The final is here

The final has now been posted. It’s extensively documented in there. It’s due by the last day of finals, when the final would have been. You may feel free to do it during the time the final would have been scheduled if you wish, but you can of course do it sooner too.

  • homework

Homework 7

Homework 7 has now been posted.

The link above or in the sidebar (“Semantics”) will get you there. It’s due next Friday, Dec. 9, and it will be the last one of the semester.

Much like the other ones, it’s a lot of reading (largely reading that elaborates on but basically follows what’s happening in chapter 10), with occasionally interspersed things for you to do. So it might be considered to be more of a reading assignment that has exercises in it.

  • homework

Fleeting memory

I’ve had a couple of questions about how to approach task 2 on homework 6, so let me share a little program that has kind of an analogous “memory” (or “history”) property to what we need there.

There is an example in the book of how to get a part-of-speech analyzer to use the history of its choices, but the task there was a little bit different.

Here, really all we want to do is add “previous result” to the set of features that we know about a post, so we want to go through the posts, extract the training features (which are features like “contains(the)” for the words), and add a feature named “prev-class” that holds the previous feature.

Perhaps it is due to idiosyncracies of the kind of programming I usually do, but there is a kind of “idiom” that I use all the time to do this kind of thing, where an element in a list needs to know something about the previous element. So, let me present that to you here, as a kind of conceptual model of how it might be done.

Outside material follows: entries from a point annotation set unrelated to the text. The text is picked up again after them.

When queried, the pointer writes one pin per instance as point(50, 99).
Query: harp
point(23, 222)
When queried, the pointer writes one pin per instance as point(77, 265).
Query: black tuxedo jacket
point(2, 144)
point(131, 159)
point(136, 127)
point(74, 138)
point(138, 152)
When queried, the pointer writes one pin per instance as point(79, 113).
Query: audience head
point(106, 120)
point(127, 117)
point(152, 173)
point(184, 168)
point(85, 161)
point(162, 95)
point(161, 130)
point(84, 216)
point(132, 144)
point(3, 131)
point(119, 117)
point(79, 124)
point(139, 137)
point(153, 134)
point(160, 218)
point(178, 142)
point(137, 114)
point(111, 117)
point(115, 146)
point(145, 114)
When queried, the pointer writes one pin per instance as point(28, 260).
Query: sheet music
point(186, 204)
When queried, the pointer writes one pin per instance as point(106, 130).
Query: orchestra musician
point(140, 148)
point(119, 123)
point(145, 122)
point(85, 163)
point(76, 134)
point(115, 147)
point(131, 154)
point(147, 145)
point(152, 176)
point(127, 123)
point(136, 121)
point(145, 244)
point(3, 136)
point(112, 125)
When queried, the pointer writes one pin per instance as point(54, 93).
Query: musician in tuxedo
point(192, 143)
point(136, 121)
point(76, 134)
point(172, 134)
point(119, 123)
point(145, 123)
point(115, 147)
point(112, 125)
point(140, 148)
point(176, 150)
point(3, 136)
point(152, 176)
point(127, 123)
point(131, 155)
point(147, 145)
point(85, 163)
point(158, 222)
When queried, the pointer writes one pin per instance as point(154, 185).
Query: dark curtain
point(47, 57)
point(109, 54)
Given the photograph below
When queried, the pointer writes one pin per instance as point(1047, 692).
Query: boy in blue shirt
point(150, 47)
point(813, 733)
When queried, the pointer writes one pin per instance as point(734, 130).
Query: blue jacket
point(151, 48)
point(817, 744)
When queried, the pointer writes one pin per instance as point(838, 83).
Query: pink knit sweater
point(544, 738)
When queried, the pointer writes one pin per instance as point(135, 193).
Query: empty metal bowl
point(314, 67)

Suppose that we have a list of words like this:

basic_words = ['the', 'cat', 'pounced']

Suppose that for whatever reason, we want to convert this into a list like this:

word_list = [{'start': 't', 'word': 'the', 'prev': 'NONE'},
    {'start': 'c', 'word': 'cat', 'prev': 'the'},
    {'start': 'p', 'word': 'pounced', 'prev': 'cat'}]

This is a list of dictionaries. There is a dictionary for each word. In that dictionary, we have values for ‘start’, ‘word’, and ‘prev’. The value of ‘start’ is the first letter, the value of ‘word’ is the word, and the value of ‘prev’ is the preceding word.

print(word_list[0]['word'])
the
print(word_list[1]['prev'])
the

So what we want to do is define a function that will take a list of words and return a list of of these dictionaries, where one of the things we need to know is what the previous word was.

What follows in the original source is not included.